The attacker receives:

credentials = {    
	licenseKey: "user-entered-value",
    developerToken: "XXXXXXXXXXXXXXXX",    // Real Google token    
    clientId: "xxxxx.apps.googleusercontent.com",  // OAuth cred    
    clientSecret: "GOCSPX-XXXXXXXXX",      // OAuth cred    
    refreshToken: "1//XXXXXXXXXXXXXXX",    // OAuth cred - persistent access!    
    loginCustomerId: "123-456-7890"        // Account identifier
 }

This is the critical moment: n8n trusts the node code to handle credentials responsibly. The malicious node exploits this trust, which is similar to the Shai-Hulud campaign's exploitation of GitHub Actions workflows, where attackers leveraged pull_request_target’ triggers and ${{ toJSON(secrets)}} expressions to dump environment variables and repository secrets. This attack weaponizes n8n's legitimate extensibility mechanism for credential theft. 

For additional background on the Shai-Hulud campaign, read our analysis in Shai-Hulud 2 Malware Campaign Targets GitHub and Cloud Credentials Using Bun Runtime..

Step 2: Data exfiltration

The core malicious logic resides in GoogleAdsClient.js, it collects system information (MAC address and hostname) and exfiltrates ALL credentials to C2 server. 

Conclusion

Automation is a double-edged sword. On the positive side, the rise of workflow automation platforms such as n8n, Zapier, and Make has fundamentally changed how organizations operate. Marketing teams can synchronize campaigns without writing code. DevOps teams can orchestrate deployments using visual workflows. Data analysts can build ETL pipelines in minutes instead of days.

However, this convenience comes at a cost. Every integration introduces a new attack surface.

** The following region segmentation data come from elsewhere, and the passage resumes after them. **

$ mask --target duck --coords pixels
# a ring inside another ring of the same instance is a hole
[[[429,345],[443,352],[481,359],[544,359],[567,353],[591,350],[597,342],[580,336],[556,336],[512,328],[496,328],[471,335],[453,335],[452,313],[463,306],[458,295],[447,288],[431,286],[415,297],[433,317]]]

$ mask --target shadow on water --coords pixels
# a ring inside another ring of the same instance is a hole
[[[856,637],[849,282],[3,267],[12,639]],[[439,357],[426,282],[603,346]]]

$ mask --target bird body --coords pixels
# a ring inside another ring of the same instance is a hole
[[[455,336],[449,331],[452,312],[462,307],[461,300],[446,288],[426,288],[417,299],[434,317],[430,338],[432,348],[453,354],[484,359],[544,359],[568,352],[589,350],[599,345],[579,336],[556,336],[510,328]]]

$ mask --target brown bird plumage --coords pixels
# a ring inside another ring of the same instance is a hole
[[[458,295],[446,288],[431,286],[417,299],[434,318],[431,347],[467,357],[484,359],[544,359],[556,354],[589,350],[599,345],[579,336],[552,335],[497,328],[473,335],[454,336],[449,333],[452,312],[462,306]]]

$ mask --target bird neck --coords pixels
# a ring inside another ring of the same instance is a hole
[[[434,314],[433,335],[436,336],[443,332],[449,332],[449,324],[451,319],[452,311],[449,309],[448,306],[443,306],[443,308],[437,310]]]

When a workflow node is granted access to Google Ads credentials, the organization is implicitly trusting the node’s author with its advertising budget. Installing a community node means executing third-party code on internal infrastructure. Importing a prebuilt workflow inherits not only functionality, but also someone else’s security assumptions.

The malicious package analyzed in this report n8n-nodes-hfgjf-irtuinvcm-lasdqewriit was not particularly advanced. It relied on basic JavaScript obfuscation, exposed source maps, and used a single hardcoded command-and-control domain. Despite these shortcomings, it would likely have succeeded against the majority of organizations.

While automation accelerates business workflows, it also expands the attack surface. Organizations must balance convenience against the security implications of community-provided integrations.